La longueur et l’angle de la croissance qui s’effectue à partir du point initial sont en effet déterminés par le champ de densité. Les règles de branchaison, elles aussi, sont sensibles à ce champ de densité, mais, surtout, elles sont probabilistes. Leur probabilité est exprimée en fonction du champ. Un test est effectué à chaque point de croissance par le tirage d’un nombre au hasard, selon la méthode de Monte-Carlo, afin de déterminer si l’ordinateur doit ajouter une branche ou non en cette direction. Enfin, et c’est là que Cohen peut introduire son idée d’une épigenèse programmée mais toutefois sensible à la contingence de l’environnement, il reprend à Eden l’idée d’une probabilité de branchaison variable en fonction des directions du plan : cela permet de simuler des champs de densité hétérogènes dus cette fois-ci, non seulement aux parties déjà présentes de l’organisme, mais aussi à l’éventuelle préexistence d’un obstacle matériel étranger à l’organisme et empêchant sa pousse dans telle ou telle zone du plan. Disposant de cette souplesse de programmation, il peut également simuler des zones qui, au contraire, favorisent la pousse : la forme obtenue lui rappelle explicitement les expériences de croissance de moisissures sur un substrat nutritif hétérogène 1112 . Mais aussi, et c’est également nouveau, Cohen choisit de faire varier les probabilités de croissance et de branchaison en fonction du rang graphique, donc, selon son interprétation biologique du dessin obtenu, en fonction du rang botanique de la branche par rapport au tronc 1113 . C’est bien là tester l’hypothèse de la genèse hiérarchiquement organisée. Car le rang incarne bien une différence de statut biologique au niveau de l’organisation générale de la croissance.

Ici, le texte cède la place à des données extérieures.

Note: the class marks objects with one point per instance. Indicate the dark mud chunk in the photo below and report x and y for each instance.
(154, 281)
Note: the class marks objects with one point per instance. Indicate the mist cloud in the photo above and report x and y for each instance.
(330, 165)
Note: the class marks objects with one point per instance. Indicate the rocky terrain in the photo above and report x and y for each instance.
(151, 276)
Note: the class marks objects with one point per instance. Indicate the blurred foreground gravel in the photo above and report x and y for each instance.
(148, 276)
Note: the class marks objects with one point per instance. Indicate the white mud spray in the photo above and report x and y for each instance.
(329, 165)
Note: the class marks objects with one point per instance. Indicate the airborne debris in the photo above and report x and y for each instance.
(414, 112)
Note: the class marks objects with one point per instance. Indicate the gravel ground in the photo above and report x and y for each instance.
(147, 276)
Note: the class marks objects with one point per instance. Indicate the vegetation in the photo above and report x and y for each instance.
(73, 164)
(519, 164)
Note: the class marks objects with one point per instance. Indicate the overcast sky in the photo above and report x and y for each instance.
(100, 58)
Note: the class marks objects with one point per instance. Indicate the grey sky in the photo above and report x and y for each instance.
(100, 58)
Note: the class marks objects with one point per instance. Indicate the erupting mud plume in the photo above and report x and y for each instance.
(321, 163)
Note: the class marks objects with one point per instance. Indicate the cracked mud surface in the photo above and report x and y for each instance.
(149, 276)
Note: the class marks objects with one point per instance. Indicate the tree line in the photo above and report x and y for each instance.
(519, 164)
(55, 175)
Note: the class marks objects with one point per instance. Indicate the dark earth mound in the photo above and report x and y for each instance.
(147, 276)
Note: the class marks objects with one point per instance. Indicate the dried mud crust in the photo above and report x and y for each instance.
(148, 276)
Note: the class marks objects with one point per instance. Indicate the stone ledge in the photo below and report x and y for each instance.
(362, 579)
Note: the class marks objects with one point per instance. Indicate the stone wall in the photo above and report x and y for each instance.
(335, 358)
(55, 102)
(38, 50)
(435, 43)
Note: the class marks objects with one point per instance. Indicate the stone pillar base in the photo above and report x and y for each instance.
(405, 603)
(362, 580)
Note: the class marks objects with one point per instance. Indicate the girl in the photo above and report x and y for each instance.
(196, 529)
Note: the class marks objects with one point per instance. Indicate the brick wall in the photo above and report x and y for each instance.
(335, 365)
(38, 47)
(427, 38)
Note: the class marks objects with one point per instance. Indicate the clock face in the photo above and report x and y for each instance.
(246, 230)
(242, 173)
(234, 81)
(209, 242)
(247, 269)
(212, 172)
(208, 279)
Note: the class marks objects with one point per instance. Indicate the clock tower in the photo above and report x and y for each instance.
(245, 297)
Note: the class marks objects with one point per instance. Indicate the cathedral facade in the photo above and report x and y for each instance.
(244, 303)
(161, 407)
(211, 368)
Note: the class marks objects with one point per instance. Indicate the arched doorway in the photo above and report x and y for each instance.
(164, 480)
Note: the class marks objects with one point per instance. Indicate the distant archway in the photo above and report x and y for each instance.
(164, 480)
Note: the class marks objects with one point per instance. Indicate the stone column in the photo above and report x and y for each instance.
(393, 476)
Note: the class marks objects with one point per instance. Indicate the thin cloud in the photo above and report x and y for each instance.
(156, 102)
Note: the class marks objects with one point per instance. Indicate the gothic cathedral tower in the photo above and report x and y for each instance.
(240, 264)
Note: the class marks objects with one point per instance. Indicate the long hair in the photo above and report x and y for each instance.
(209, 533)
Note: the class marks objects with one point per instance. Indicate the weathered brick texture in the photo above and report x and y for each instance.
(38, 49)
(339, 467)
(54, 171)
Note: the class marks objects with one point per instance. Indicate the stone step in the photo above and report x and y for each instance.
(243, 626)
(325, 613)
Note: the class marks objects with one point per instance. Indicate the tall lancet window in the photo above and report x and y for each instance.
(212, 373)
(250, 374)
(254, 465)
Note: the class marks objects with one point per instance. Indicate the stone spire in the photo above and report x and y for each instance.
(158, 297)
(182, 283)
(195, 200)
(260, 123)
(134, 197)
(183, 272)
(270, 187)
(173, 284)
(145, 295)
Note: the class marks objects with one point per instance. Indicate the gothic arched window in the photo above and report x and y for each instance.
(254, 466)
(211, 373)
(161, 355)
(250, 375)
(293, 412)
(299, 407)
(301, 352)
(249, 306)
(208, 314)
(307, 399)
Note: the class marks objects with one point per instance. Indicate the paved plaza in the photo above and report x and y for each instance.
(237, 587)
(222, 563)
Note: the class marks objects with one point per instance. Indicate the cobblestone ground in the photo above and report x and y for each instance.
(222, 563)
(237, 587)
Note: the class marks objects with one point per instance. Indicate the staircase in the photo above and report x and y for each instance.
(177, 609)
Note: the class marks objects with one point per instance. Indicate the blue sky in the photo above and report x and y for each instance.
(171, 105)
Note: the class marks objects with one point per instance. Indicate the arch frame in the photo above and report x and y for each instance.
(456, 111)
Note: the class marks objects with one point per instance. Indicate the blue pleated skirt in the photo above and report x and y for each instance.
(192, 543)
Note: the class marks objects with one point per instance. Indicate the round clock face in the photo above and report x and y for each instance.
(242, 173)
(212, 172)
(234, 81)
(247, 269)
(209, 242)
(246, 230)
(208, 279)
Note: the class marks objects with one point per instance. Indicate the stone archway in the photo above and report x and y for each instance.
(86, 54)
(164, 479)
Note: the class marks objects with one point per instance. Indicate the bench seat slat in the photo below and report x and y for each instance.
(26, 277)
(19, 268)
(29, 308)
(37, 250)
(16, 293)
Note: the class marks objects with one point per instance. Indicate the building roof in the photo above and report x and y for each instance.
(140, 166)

Comme les dessins lui semblent donner des allures d’arbres ou de nervures de feuilles, ou bien encore de moisissures, qualitativement réalistes, le résultat de cette simulation lui paraît donc très concluant. Il a suffi à relever les deux défis initiaux de sa problématique théorique de l’épigenèse : 1- prouver la crédibilité d’une croissance biologique à la fois contrainte par des règles dont les formes sont fixes mais dont les paramètres sont sensibles à l’environnement ; 2- prouver la crédibilité de la représentation théorique de ce processus de croissance comme hiérarchiquement organisé. C’est donc l’ensemble de ce travail de simulation qui est publié dans la revue Nature en octobre 1967.

Notes
1108.

Voir le chapitre de R. Kehl sur l’embryologie in [Taton, R., 1964, 1995], p. 634.

1109.

[Taton, R., 1964, 1995], p. 634.

1110.

C’est là qu’un principe de type Hofmeister est implémenté.

1111.

C’est bien là, on le voit aussi, que la notion de gradient aurait été trop rigide.

1112.

[Cohen, D., 1967], p. 248. Eden avait déjà signalé ce point mais sans préciser la nature du substrat biologique concerné.

1113.

Une branche fixée sur le tronc est de rang 1, une branche fixée sur cette branche est de rang 2, etc.